Focal adhesion formation, actin dynamics and actomyosin activity in motile cells. Engagement of integrins with the extracellular matrix recruits structural proteins (talin, vinculin, ILK, PINCH, parvins, α-actinin, etc.) and signaling proteins (Cdc42, c-Abl, cortactin, FAK, paxillin, Abi1, etc.) to the near integrin region, which promotes focal adhesion formation (see detailed molecular interactions at focal adhesions in reference [2]). Signaling proteins activate N-WASP and the Arp2/3 complex, which induce actin filament branching (1). Activation of profilin-1, VASP and mDia promotes actin filament elongation (2). Activation of gelsolin and cofilin results in actin filament severing and depolymerization (3). GMF-γ promotes actin filament debranching (4). Myosin light chain phosphorylation triggers actomyosin activity and leads to cell contraction (5). Soluble cues activate receptors (e.g. growth factor receptors, cytokine receptors) and signaling proteins, which promote actin filament polymerization and focal adhesion assembly (See details in text).
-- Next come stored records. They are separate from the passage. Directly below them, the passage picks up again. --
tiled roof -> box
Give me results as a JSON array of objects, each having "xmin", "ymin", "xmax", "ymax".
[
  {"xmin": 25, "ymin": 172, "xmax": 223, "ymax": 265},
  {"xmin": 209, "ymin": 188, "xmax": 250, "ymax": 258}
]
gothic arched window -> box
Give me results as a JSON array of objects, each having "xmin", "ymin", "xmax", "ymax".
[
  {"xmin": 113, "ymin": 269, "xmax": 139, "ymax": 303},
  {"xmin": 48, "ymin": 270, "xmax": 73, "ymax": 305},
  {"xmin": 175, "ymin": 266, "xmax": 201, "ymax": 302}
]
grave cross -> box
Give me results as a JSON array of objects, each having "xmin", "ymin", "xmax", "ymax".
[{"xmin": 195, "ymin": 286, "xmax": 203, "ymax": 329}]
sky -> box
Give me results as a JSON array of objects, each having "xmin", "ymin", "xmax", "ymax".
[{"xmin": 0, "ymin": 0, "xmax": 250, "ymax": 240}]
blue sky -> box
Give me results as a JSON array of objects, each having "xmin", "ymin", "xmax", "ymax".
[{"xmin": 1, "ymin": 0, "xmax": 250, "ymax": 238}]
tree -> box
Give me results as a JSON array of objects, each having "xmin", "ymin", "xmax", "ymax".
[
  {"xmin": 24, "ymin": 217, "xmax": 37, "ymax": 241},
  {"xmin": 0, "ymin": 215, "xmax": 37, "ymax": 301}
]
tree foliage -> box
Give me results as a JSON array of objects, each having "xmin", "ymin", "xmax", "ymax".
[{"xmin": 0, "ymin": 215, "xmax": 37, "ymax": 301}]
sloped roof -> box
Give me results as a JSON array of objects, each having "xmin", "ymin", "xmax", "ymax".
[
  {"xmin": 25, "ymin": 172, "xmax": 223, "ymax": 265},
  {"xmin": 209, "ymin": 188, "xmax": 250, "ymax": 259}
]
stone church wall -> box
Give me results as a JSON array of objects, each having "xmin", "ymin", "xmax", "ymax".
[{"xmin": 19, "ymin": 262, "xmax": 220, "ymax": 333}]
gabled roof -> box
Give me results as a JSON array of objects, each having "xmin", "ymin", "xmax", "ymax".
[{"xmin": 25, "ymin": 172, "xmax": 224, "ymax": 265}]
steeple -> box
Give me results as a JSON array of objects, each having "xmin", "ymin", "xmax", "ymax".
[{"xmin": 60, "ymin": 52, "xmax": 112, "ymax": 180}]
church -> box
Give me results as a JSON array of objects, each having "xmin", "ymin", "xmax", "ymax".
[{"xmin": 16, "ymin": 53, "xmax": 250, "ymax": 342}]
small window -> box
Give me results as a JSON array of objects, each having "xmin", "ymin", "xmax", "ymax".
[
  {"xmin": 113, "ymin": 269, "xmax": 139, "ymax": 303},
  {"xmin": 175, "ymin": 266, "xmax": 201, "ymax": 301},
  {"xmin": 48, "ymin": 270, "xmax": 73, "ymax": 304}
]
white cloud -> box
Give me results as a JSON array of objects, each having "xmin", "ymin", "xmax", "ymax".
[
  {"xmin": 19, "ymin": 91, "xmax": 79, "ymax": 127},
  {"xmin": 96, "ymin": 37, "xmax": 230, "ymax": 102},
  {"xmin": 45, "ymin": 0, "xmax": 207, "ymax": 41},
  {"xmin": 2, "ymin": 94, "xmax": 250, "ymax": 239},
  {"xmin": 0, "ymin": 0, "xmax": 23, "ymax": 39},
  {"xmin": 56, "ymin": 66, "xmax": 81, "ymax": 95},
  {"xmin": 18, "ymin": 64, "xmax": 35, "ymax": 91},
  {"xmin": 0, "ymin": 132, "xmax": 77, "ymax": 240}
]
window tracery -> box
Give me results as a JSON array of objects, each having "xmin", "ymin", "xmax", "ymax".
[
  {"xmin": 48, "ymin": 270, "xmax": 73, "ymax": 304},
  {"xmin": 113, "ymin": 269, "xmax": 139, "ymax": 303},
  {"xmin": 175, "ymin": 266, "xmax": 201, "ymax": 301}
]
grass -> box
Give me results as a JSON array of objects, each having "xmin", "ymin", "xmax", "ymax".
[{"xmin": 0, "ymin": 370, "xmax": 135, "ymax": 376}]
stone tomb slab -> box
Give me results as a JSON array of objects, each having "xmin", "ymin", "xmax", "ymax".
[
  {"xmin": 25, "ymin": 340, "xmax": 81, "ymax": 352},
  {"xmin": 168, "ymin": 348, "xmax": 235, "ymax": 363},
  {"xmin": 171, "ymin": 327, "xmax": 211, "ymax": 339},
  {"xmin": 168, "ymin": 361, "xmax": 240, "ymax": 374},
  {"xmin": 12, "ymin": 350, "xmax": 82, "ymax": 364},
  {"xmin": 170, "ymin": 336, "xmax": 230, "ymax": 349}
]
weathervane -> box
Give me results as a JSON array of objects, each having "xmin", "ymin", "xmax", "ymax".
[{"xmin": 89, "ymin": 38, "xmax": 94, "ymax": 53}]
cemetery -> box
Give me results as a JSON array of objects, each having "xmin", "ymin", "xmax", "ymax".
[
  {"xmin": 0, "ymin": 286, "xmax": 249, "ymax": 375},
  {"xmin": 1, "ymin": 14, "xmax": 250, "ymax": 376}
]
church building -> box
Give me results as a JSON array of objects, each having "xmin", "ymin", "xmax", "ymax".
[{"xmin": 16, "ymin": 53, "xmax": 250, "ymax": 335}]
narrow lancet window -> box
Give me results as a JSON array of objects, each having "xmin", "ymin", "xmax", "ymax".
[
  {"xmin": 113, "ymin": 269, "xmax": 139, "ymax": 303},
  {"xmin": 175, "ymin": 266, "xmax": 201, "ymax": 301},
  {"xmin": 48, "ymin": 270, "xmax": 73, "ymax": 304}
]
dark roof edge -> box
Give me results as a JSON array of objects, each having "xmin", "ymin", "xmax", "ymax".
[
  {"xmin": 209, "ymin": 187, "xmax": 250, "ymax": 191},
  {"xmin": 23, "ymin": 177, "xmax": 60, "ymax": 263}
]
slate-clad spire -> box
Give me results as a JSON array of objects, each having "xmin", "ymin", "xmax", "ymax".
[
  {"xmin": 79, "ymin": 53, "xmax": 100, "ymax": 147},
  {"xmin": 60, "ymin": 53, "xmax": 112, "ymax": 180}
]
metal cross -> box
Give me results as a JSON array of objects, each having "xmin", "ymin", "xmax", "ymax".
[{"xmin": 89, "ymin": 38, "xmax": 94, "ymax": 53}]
GFs, growth factors

Fig. 3

Regulation of airway smooth muscle cell migration by c-Abl tyrosine kinase. c-Abl is recruited to the leading edge by integrin β₁, which activates the downstream pathways and regulates actin cytoskeletal remodeling in lamellipodia. Abi1, Abl interactor 1; Arp2/3, Actin-related protein 2/3; CAS, CrkII-associated substrate; GMF-γ, glia maturation factor-γ; N-WASP, neuronal Wiskott-Aldrich Syndrome Protein; Pfn-1, profilin-1

Fig. 4

Vimentin intermediate filaments, focal adhesions and cell migration. a Vimentin filaments may directly bind to integrins β₁ or β₃, or indirectly to integrins via FAK or plectin 1F. Cdc42 or PAK induces vimentin phosphorylation, which activates integrins. Vimentin recruits VAV2 to focal adhesions to promote FAK activation. Interactions of vimentin filaments with focal adhesions can activate the MAPK pathway. b PAK1 and Plk1 are able to induce vimentin phosphorylation at Ser-56 in smooth muscle whereas protein phosphatase 1 (PP1) dephosphorylates vimentin. Vimentin phosphorylation induces vimentin disassembly and spatial reorientation, which regulates cell contraction and focal adhesion dynamics. Vimentin disassembly also releases CAS to affect actin dynamics. VFs, vimentin filaments; p-VFs, phospho-vimentin filaments; Sol-VFs, soluble vimentin filaments; CAS, Crk-associated substrate

Fig. 5

Cell migration regulated by microtubule-associated processes. Microtubule dynamics is regulated by plus-end trafficking proteins (+TIPs),+TIP stabilizing protein (e.g. adenomatous polyposis coli, APC), and cytoplasmic linker associated proteins (CLAPs). Microtubules regulate cell migration through their roles in mechanics, trafficking and signaling. GEF, guanine nucleotide exchange factor; MAP4K4, mitogen-activated protein kinase kinase kinase kinase 4.